Judge of the Kansas Court of Appeals
- In office January 2005 – January 31, 2022
- Governor: Kathleen Sebelius
- Succeeded by: Angela D. Coble

Personal details
- Born: Michael B. Buser January 10, 1952 (age 73) Kansas City, Missouri, U.S.
- Children: 2
- Education: Georgetown University University of Kansas School of Law (JD)
- Profession: Judge

= Michael Buser =

American judge

Michael B. Buser (born January 10, 1952) is a judge of the Kansas Court of Appeals. He was appointed to this position in January 2005 by Governor Sebelius.

==Biography==
Judge Buser was born on January 10, 1952, in Kansas City, Missouri.

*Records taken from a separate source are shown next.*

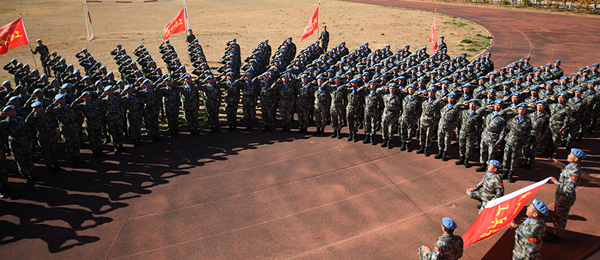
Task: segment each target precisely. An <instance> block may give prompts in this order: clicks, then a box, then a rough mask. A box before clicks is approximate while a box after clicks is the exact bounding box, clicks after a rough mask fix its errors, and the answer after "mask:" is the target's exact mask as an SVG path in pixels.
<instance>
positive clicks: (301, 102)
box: [296, 74, 315, 133]
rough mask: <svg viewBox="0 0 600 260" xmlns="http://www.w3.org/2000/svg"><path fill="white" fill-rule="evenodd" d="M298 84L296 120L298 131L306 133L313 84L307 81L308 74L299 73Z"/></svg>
mask: <svg viewBox="0 0 600 260" xmlns="http://www.w3.org/2000/svg"><path fill="white" fill-rule="evenodd" d="M300 81H301V82H300V85H299V86H298V90H297V93H298V97H297V98H296V108H297V109H298V110H297V111H298V122H299V123H300V129H299V130H298V133H307V132H308V130H307V128H308V126H309V121H308V118H309V117H310V109H311V106H312V104H313V103H314V95H315V94H314V93H315V86H314V85H312V84H311V83H309V82H308V75H307V74H302V75H300Z"/></svg>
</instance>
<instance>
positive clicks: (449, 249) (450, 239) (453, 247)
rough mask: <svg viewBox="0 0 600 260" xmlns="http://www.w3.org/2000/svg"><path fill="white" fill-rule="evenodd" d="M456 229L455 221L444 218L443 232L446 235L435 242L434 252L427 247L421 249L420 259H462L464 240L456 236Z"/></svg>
mask: <svg viewBox="0 0 600 260" xmlns="http://www.w3.org/2000/svg"><path fill="white" fill-rule="evenodd" d="M456 228H457V226H456V222H454V220H452V219H451V218H448V217H444V218H443V219H442V231H443V232H444V234H443V235H442V236H440V237H439V238H438V241H437V242H435V246H434V247H433V250H431V249H429V247H427V246H421V247H419V259H421V260H434V259H448V260H455V259H459V258H461V257H462V254H463V240H462V237H460V236H455V235H454V230H456Z"/></svg>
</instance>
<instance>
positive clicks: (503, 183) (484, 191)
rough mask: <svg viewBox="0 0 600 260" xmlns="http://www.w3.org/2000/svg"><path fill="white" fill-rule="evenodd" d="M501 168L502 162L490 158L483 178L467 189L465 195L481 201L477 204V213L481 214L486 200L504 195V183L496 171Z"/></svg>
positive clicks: (475, 199)
mask: <svg viewBox="0 0 600 260" xmlns="http://www.w3.org/2000/svg"><path fill="white" fill-rule="evenodd" d="M501 168H502V164H501V163H500V162H499V161H497V160H490V164H489V165H488V167H487V170H488V171H487V173H486V174H485V176H483V179H482V180H481V181H480V182H479V183H478V184H477V186H475V187H473V188H470V189H467V196H469V197H470V198H472V199H475V200H478V201H480V202H481V205H477V208H478V209H479V213H478V214H481V211H483V209H484V208H485V206H486V205H487V203H488V202H490V201H491V200H493V199H497V198H500V197H502V196H504V183H503V182H502V178H501V177H500V175H499V172H498V169H501Z"/></svg>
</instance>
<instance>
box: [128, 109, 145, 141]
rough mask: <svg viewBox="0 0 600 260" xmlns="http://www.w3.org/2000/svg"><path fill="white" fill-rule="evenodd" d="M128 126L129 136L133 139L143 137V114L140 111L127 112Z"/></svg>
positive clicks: (136, 138) (136, 139)
mask: <svg viewBox="0 0 600 260" xmlns="http://www.w3.org/2000/svg"><path fill="white" fill-rule="evenodd" d="M127 126H128V129H129V136H130V137H131V138H133V140H140V139H142V115H140V114H139V113H127Z"/></svg>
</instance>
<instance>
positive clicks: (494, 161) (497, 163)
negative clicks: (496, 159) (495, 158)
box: [490, 160, 502, 169]
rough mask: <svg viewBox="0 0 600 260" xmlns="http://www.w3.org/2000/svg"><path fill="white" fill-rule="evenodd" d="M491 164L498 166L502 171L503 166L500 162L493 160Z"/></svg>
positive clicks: (495, 165) (490, 162)
mask: <svg viewBox="0 0 600 260" xmlns="http://www.w3.org/2000/svg"><path fill="white" fill-rule="evenodd" d="M490 164H491V165H494V166H496V168H498V169H502V164H501V163H500V162H499V161H498V160H491V161H490Z"/></svg>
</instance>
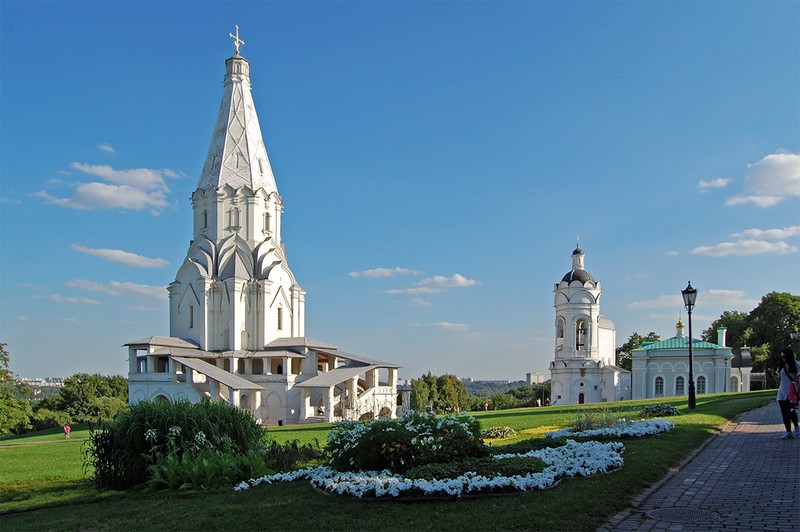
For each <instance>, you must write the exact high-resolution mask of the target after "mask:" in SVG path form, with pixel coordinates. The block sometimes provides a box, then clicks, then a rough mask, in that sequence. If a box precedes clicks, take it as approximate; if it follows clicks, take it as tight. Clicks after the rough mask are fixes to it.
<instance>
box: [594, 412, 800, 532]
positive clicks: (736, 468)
mask: <svg viewBox="0 0 800 532" xmlns="http://www.w3.org/2000/svg"><path fill="white" fill-rule="evenodd" d="M783 433H784V428H783V424H782V423H781V415H780V412H779V410H778V404H777V403H776V402H772V403H770V404H769V405H767V406H765V407H762V408H759V409H757V410H753V411H752V412H747V413H746V414H743V415H742V416H740V417H739V418H737V419H736V420H735V421H733V422H732V423H730V424H728V425H727V426H726V427H725V428H724V429H723V430H722V432H720V433H719V434H717V435H715V436H712V437H711V438H710V439H709V440H707V442H706V444H705V445H704V446H703V447H701V448H700V449H699V450H698V451H696V452H695V453H694V454H693V455H692V456H690V457H689V458H687V459H686V460H685V461H684V463H683V464H681V465H680V466H679V467H678V468H677V469H676V470H675V471H673V472H671V473H669V474H667V476H666V477H665V478H664V479H662V480H661V481H659V482H658V483H657V484H655V485H654V486H652V487H650V488H649V489H648V490H647V491H645V493H643V494H641V495H639V496H638V497H637V498H636V499H634V501H633V506H632V507H631V508H628V509H627V510H625V511H623V512H620V513H619V514H617V515H615V516H614V517H612V518H611V519H610V520H609V521H608V522H606V523H605V524H603V526H602V527H600V528H599V529H598V530H600V531H611V530H637V531H638V530H698V531H699V530H702V531H716V530H770V531H775V532H777V531H782V530H800V517H798V516H799V515H800V513H799V512H800V438H797V437H796V438H794V439H792V440H781V439H779V438H780V436H781V435H782V434H783ZM787 486H788V488H787ZM790 509H791V510H790ZM648 513H649V514H650V515H649V516H648Z"/></svg>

He graduated from Georgetown University in 1974 with degrees in theology and American government. He went on to receive his J.D. degree from the University of Kansas School of Law in 1977. He is now married and has two sons.

==Legal career==
Judge Buser began his legal career in 1977 as an assistant district attorney in Johnson County. In 1988, he became the general attorney for the Union Pacific Railroad. He then joined the law firm Shook, Hardy and Bacon in 1991 and worked in the firm's tort and pharmaceutical practice groups until his appointment to the Court of Appeals.